Today I had a
work meeting in an office block/work space close to Tottenham Court Road. The
building is relatively new, open plan, light and free, unlike the concrete,
claustrophobic buildings of earlier decades. The meeting took place on the 10th
Floor and the view was incredible. Looking down upon the ocean green, glass
roof of the British Museum, was breath taking. The dark, formal buildings of
the City of London could be seen huddled together and from another view, the
London Eye was staring back. Sights like this always make me extremely happy to
live in London.
Having not been
to the British Museum for many years, that is where I headed. A stroll along
Bloomsbury Street and you are suddenly removed from the hustle and bustle of
Tottenham Court Road and Oxford Street, taken away from the construction work
going on at Centre Point and transported to the peace of tranquil old English
streets, with picture postcard shop fronts.
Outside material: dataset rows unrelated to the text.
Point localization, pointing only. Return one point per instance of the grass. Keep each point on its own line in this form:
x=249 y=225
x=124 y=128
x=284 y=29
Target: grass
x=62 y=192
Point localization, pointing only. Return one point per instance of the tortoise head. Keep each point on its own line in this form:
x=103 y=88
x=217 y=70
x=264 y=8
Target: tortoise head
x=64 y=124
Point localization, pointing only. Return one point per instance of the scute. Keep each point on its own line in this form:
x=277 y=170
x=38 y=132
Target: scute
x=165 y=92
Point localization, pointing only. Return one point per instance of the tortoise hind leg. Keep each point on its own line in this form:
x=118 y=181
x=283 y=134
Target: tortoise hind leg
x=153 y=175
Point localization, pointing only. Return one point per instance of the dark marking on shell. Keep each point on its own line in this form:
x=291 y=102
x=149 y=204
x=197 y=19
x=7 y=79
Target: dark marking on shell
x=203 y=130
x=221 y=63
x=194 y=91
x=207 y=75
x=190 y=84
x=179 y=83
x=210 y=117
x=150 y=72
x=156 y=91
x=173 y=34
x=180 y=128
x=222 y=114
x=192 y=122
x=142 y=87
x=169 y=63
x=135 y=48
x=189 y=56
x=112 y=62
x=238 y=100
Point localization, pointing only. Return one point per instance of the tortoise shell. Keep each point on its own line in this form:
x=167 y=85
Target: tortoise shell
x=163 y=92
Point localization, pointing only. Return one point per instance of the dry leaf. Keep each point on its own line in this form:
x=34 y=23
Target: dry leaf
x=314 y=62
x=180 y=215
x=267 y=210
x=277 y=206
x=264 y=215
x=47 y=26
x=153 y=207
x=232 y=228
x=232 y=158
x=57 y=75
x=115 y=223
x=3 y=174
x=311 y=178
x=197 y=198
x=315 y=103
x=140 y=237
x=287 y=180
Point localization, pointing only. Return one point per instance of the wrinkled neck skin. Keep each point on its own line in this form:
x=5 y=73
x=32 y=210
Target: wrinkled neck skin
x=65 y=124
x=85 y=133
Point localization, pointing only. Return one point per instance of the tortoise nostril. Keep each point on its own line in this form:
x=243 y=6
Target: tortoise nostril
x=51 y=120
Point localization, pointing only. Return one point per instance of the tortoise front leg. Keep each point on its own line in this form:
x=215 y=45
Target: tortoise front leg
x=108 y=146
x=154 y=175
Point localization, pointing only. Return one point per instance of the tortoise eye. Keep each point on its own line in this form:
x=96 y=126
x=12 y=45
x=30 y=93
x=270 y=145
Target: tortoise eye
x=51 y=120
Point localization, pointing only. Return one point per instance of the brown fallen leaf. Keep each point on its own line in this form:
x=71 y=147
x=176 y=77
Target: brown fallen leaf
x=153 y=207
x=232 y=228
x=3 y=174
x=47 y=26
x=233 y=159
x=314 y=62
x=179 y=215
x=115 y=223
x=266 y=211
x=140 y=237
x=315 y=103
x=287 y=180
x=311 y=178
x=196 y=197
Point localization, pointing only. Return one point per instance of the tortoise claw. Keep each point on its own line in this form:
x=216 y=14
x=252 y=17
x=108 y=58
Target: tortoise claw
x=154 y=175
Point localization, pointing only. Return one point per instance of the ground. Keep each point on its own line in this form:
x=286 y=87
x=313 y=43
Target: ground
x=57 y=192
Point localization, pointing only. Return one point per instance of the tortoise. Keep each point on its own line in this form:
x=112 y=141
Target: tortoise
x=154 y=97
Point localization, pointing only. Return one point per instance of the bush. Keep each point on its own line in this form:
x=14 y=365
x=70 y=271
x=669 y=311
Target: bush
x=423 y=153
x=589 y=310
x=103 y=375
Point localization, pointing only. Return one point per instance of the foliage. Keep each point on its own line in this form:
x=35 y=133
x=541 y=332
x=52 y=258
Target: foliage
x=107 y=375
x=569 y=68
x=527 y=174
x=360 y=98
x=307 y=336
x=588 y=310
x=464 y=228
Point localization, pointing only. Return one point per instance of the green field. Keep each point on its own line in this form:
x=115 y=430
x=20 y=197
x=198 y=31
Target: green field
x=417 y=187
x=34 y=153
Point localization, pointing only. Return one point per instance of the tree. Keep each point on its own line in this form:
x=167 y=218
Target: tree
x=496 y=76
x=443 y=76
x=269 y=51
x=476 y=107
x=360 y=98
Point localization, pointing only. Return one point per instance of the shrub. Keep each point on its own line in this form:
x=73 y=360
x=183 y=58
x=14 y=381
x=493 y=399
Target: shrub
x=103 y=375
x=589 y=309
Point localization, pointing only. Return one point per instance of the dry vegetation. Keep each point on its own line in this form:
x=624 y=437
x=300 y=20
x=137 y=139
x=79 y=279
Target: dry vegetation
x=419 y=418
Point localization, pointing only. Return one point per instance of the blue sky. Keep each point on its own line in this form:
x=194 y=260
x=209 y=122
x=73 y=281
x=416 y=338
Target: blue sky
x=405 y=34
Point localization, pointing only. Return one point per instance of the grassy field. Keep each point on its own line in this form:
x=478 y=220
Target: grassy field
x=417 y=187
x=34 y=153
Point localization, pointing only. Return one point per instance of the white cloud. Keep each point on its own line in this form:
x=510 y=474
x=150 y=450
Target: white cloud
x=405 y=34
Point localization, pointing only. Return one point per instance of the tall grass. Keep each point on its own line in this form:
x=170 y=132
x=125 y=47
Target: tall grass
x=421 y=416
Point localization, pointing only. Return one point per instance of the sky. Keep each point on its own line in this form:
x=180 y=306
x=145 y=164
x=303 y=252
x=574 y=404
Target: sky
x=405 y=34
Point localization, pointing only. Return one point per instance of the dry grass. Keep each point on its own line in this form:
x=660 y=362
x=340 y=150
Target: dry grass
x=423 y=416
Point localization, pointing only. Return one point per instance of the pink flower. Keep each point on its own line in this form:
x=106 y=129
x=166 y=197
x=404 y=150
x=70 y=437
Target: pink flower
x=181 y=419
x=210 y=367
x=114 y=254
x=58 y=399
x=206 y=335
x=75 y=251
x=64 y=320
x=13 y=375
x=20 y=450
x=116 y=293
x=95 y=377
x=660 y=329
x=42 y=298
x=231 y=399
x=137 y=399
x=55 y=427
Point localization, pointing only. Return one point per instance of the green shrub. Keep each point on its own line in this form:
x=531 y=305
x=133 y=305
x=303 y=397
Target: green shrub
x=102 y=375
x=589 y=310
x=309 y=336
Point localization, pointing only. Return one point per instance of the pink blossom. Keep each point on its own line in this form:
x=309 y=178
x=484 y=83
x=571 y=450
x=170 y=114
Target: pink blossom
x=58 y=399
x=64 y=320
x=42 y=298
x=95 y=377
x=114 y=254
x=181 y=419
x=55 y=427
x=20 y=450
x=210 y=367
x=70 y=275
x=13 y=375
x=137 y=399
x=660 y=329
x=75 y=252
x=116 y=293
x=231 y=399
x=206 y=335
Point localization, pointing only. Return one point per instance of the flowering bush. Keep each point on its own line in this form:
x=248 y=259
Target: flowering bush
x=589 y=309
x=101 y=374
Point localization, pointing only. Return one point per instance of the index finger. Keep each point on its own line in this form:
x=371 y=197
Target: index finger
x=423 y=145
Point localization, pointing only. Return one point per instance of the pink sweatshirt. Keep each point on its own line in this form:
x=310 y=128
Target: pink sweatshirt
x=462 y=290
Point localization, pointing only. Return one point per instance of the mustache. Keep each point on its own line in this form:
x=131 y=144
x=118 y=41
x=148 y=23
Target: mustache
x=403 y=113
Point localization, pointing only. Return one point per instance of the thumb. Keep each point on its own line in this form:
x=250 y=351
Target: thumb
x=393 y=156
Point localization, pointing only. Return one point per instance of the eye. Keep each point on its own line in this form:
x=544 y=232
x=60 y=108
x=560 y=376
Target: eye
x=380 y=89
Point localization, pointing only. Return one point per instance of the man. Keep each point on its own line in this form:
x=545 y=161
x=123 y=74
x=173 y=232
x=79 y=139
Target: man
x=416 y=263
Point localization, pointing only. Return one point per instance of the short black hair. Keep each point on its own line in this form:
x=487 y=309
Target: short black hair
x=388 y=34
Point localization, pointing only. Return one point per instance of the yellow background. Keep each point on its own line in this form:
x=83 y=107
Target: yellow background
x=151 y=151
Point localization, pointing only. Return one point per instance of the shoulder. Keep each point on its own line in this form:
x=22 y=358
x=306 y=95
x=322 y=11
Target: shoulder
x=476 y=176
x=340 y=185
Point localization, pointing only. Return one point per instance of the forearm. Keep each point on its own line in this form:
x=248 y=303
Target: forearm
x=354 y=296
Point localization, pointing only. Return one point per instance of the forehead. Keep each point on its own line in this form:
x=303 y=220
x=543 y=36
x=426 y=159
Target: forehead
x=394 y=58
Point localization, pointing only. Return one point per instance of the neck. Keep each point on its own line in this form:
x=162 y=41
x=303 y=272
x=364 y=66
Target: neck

A right onto Great Russell Street
and I had arrived at the British Museum.
Before going
in, I took a diversion to the Camera Museum, on Museum Street. It is not really
a museum but a café, with its basement room dedicated to cameras through the
ages. Mounted on the walls are cameras ranging from 1907 to present day. It is a quirky little place, definitely one
for camera lovers and the cameras are indeed interesting but the soup needs to
find some serious flavour!!
On to the
British Museum, with its splendid Roman temple style pillars. As I queued to get in I couldn’t help but think
of Ferris Bueller and his mates when they go to the art gallery – the sense
that type of big, slightly stuffy, public museum can bring. There was an
exhibition called South Africa The Art of A Nation, which didn’t set my pulse
racing and cost £12, so I went into the Ancient Egypt section, a free area,
which I can remember taking my kids to when they were little. It is fascinating but either I wasn’t really
in the mood for it, or perhaps it just doesn’t do it for me. Three thousand
year old Egyptian artifacts are pretty impressive though.
Reemerging into
today’s bright sunlight, I was back in peaceful old London town before swinging
a right and a left and transporting myself back to 21st century
noisy Big Smoke, on New Oxford Street. Crossing the road took me past the
building where my morning meeting had been held, before I weaved between the
traffic in front of St Giles in The Fields church, then headed up Denmark
Street, frozen in time with its numerous guitar shops. There are always two
worlds in London - the old and the new and both live side by side. I took a
short walk up Charing Cross Road turned left and headed down the steps of the
newly reconstructed Tottenham Court Road tube station, before disappearing into
the bowels of the city.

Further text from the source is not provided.